Utilizing Bluetooth and Adaptive Signal Control Data for Urban Arterials Safety Analysis
Jinghui Yuan, Mohamed Abdel-Aty, Ling Wang, Jaeyoung Lee, Rongjie Yu,, Xuesong Wang

TL;DR
This study develops Bayesian models using Bluetooth, adaptive signal control, and weather data to analyze real-time crash risk on urban arterials, highlighting key traffic and weather factors influencing safety.
Contribution
It introduces a novel Bayesian modeling approach incorporating adaptive signal data for urban arterial crash risk analysis, which is less explored compared to freeways.
Findings
Average speed and rainy conditions significantly affect crash risk.
Models with 5-10 minute data windows perform best.

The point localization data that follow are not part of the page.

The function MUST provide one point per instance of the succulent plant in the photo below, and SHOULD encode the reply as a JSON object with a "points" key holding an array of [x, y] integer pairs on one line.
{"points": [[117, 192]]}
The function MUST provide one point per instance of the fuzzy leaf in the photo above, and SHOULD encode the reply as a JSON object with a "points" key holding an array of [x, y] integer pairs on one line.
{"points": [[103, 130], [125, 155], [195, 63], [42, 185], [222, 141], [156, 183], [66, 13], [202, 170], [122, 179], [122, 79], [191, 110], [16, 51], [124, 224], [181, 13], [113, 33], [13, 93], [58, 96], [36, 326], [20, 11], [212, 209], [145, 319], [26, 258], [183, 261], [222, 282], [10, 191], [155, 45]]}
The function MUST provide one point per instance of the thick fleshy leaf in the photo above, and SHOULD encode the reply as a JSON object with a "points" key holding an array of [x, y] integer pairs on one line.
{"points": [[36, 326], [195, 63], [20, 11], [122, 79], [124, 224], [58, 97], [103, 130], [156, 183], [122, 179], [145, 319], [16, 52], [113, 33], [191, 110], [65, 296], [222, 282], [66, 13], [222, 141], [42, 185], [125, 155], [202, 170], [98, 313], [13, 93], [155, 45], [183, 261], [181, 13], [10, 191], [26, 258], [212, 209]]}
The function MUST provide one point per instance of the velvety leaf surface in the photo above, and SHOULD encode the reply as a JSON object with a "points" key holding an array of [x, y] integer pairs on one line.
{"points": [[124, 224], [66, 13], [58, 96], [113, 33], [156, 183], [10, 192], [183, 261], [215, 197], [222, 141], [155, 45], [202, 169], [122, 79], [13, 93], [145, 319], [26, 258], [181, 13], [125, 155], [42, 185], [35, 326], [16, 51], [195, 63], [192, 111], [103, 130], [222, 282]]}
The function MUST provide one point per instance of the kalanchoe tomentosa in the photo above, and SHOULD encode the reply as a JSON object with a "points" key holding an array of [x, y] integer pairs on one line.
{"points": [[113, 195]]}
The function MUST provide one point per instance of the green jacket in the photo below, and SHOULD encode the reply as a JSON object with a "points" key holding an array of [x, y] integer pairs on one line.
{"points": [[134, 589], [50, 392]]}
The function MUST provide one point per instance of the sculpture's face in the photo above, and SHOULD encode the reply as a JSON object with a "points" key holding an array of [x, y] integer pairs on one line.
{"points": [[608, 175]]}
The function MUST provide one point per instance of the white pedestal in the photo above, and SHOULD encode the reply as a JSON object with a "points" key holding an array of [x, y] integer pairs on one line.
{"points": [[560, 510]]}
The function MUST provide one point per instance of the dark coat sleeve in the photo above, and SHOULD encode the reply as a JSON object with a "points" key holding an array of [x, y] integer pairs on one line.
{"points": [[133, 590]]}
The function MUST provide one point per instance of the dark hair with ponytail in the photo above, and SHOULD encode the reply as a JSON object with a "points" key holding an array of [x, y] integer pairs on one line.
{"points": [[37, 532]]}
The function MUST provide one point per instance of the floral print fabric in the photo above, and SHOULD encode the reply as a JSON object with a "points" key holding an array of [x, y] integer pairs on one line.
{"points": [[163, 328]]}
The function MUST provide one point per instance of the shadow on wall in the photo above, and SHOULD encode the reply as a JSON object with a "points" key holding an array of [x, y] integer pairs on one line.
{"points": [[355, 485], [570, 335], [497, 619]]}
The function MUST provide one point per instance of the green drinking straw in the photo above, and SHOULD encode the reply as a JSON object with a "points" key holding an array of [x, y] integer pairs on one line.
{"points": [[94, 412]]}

Bayesian random parameters models outperform traditional models.
Abstract
Real-time safety analysis has become a hot research topic as it can more accurately reveal the relationships between real-time traffic characteristics and crash occurrence, and these results could be applied to improve active traffic management systems and enhance safety performance. Most of the previous studies have been applied to freeways and seldom to arterials. This study attempts to examine the relationship between crash occurrence and real-time traffic and weather characteristics based on four urban arterials in Central Florida. Considering the substantial difference between the interrupted urban arterials and the access controlled freeways, the adaptive signal phasing data was introduced in addition to the traditional traffic data. Bayesian conditional logistic models were developed by incorporating the Bluetooth, adaptive signal control, and weather data, which were extracted…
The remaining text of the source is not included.